We assumed that IF in a HFD improved myocardial lipid deposition and apoptosis due to changes in m6A modification levels, thereby ameliorating obesity cardiomyopathy. Therefore, our study was designed to assess the effects of IF on lipid deposition, apoptosis, and m6A methylation in cardiac tissueof obese mice.

2. Materials and Methods

2.1. Animal and Diets

All animal experiments in our study were reviewed and approved by the Institutional Animal Care and Use Committee of Tsinghua University (identification number: F16-00228; A5061-01). Three- to four-week-old male C57BL/6J mice were purchased from the Laboratory Animal Research Center of Tsinghua University and bred in the specific pathogen-free experimental animal environment at the Laboratory Animal Research Center of Tsinghua University, with five mice per cage and a 12 h light/12 h dark cycle in a temperature-controlled environment.
After 1 week of acclimation, the mice were randomly divided into 2 groups: normal diet (ND, n = 15) and HFD (n = 30). ND has 20% kcal from protein, 70% kcal from carbohydrates, and 10% kcal from fat, and HFD has 20% kcal from protein, 20% kcal from carbohydrates, and 60% kcal from fat (Beijing Keao Xieli Feed Co., Ltd., Beijing, China). After 13 weeks of being fed HFD, each of the 30 mice gained 20% more body weight than at week 0. Therefore, it can be considered that the obesity model was established. The mice fed HFD were further divided into 2 groups to continue having ad libitum access to HFD or to have IF access to food (HFD-IF, n = 15) for 8 weeks. Mice in the HFD-IF group were allowed free access to regular chow every other day and no food on the alternate day [23]. No mice were excluded during the 21-week experiment. The experimental design is shown in Figure 1. The body weight and food consumption were recorded weekly. At the end of the experiment, the eyeball blood of mice was taken after fasting for 12 h. The myocardial tissues were rapidly removed, washed with cold normal saline, dried by blotting on filter paper, weighed, and stored at −80 °C for later use.

2.2. Echocardiography

The cardiac physiological functions were assessed in anesthetized (isoflurane) mice using a two-dimensional guided M-mode echocardiography (VINNO 6 VET, VINNO, Suzhou, China) [24]. The left ventricle internal dimension diastole (LVIDd), left ventricle internal dimension systole (LVIDs), and ejection fraction (EF) were evaluated by M-mode echocardiography. Fractional shortening (FS) was calculated with the following formula: FS = (LVIDd − LVIDs)/LVIDd × 100%.

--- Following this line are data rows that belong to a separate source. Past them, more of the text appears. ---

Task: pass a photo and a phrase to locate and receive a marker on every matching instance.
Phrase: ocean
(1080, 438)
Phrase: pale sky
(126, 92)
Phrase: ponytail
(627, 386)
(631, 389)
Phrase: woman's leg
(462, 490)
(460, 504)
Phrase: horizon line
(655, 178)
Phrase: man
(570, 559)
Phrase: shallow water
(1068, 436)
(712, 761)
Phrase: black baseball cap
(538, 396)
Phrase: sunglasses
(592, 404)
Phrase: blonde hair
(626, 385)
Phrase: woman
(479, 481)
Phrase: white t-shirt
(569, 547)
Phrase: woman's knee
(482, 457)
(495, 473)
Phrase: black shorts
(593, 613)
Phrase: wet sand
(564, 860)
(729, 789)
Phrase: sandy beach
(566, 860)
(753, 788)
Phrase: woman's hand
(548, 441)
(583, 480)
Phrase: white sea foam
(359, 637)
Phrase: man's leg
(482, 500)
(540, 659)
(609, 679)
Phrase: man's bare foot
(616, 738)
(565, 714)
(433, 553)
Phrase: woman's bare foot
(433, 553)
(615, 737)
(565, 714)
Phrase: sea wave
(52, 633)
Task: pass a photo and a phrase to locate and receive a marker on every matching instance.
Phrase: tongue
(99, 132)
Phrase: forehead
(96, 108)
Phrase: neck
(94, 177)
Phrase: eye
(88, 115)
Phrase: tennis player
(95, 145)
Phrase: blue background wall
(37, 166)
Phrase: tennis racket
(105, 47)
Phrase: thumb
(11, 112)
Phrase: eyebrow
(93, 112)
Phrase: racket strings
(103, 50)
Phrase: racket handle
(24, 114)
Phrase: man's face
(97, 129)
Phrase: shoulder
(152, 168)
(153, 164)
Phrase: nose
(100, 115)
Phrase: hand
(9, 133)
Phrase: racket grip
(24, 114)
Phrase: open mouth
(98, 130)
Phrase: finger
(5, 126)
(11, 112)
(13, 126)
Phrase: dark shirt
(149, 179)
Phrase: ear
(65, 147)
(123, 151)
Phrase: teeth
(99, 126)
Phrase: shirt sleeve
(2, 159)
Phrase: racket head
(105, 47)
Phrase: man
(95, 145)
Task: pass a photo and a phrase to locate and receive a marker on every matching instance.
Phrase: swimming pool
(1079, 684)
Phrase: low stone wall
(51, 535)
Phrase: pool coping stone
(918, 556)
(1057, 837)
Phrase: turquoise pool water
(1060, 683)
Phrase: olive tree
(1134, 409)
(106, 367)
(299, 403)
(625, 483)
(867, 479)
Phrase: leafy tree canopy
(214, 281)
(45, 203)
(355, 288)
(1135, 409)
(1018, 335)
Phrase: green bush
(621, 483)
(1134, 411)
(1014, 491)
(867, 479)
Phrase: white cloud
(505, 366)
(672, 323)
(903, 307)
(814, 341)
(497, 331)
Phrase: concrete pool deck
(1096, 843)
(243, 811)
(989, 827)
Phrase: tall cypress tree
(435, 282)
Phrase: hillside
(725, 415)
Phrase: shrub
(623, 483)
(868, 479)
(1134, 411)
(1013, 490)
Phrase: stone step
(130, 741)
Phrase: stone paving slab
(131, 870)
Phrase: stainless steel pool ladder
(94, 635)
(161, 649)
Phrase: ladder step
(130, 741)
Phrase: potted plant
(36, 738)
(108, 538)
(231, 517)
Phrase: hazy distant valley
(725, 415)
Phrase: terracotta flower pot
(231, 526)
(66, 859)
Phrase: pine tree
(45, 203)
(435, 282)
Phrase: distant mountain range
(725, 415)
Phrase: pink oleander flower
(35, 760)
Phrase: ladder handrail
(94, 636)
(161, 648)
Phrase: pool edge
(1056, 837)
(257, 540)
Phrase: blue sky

2.3. Biochemical Parameters

Serum levels of glucose (GLU), total cholesterol (TC), triglycerides (TG), high-density lipoprotein (HDL), and low-density lipoprotein (LDL) were measured with a biochemical analyzer (KHB-ZY 1280, Shanghai Kehua Bio-engineering Co., Ltd., Shanghai, China). Free fatty acid (FFA) contents in serum were determined by an ELISA kit (ab65341, Abcam, Cambridge, MA, USA) according to the manufacturer’s protocols. Levels of TG in myocardial tissue were measured using a commercially available kit (Nanjing Jiancheng Bioengineering Institute, Nanjing, China).

2.4. m6A RNA Methylation Quantification

An EpiQuik m6A RNA methylation quantification kit (EpiGentek, Wuhan, China) was used to quantify the global RNA m6A content in cardiac tissue samples. In brief, add 200 ng of total RNA to the well, incubate with the capture antibody for 1 h, then incubate with the detection antibody for 30 min, and then incubate with the enhancer solution for 30 min at −37 °C. Quantification was measured by reading the absorbance at 450 nm using a microplate spectrophotometer. The m6A levels in the total RNA was calculated by OD intensity.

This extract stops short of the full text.